Certainly there were plenty of Lions like Isom, for whom the pain of the previous season’s losses burned hot. And none burned hotter than the season-ending loss to the rival Panthers. “It’s hard to understand now, but back then, if we won one game the whole year, we had to beat Pitt,” says Bauer. “For us, certainly, after the way it went in ’84, it was like, ‘OK, it’s our turn.'” And as Bauer tells it, even Paterno seemed hungry for a win that would erase that memory.

“When we played at Pitt that year, that’s the only time I ever heard Joe Paterno curse,” Bauer says. “He got himself so worked up before the game—‘You gotta go out and kick their ass.'” Bauer chuckles at the memory. “It was like, Did he just say that?

Whatever Joe said, his players got the message.

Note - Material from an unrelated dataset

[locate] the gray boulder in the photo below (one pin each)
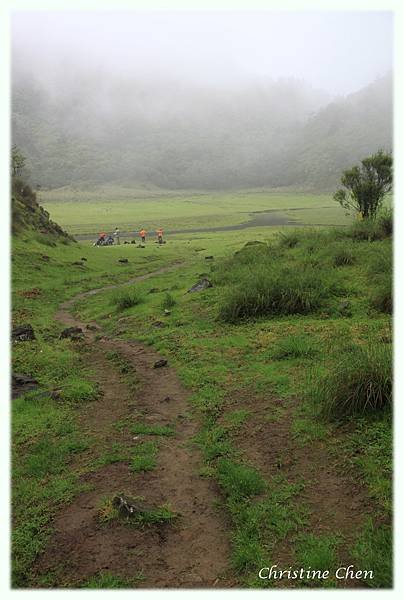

Final score: Penn State 31, Pitt 0, clinching not only revenge, but an unblemished regular season and a chance to play for the national championship. Just one more game for perfection.

*   *   *

Even though they had met only once previously, in the 1972 Sugar Bowl, Penn State and Oklahoma had a history. A few years earlier, an off-hand, off-the-record comment from Paterno that seemed to question the integrity of Sooners coach Barry Switzer had gone public, leading to a simmering controversy. It was an obvious story line going into the 1986 Orange Bowl, in which the top-ranked and unbeaten Lions would face a one-loss Oklahoma team that had started the season ranked No. 1. It took Switzer telling reporters that Paterno had called him to apologize years earlier to finally squash the story, allowing the focus to settle on a matchup between arguably the two best defenses in the nation.

Ask the Penn State players on the field that night in Miami about the game, and you’ll hear a consensus: They went in thinking they were the better team, and the outcome did little to change their opinion. They just didn’t get the result to prove it.

The Sooners won, of course, a 25-10 victory that, combined with No. 2 Miami’s loss in the Sugar Bowl, gave Switzer’s team the most logical claim to the championship. Just don’t tell the Lions they were out-played or out-coached—with one brief, monumental exception.

“We beat the breaks off of Oklahoma,” Johnson says. “But there was one play…”

“A safety blitz,” Alexander says, “with a back-up safety in there…”

“‘Red stab seal’—that was the call,” says Bauer. “And that was the worst call…”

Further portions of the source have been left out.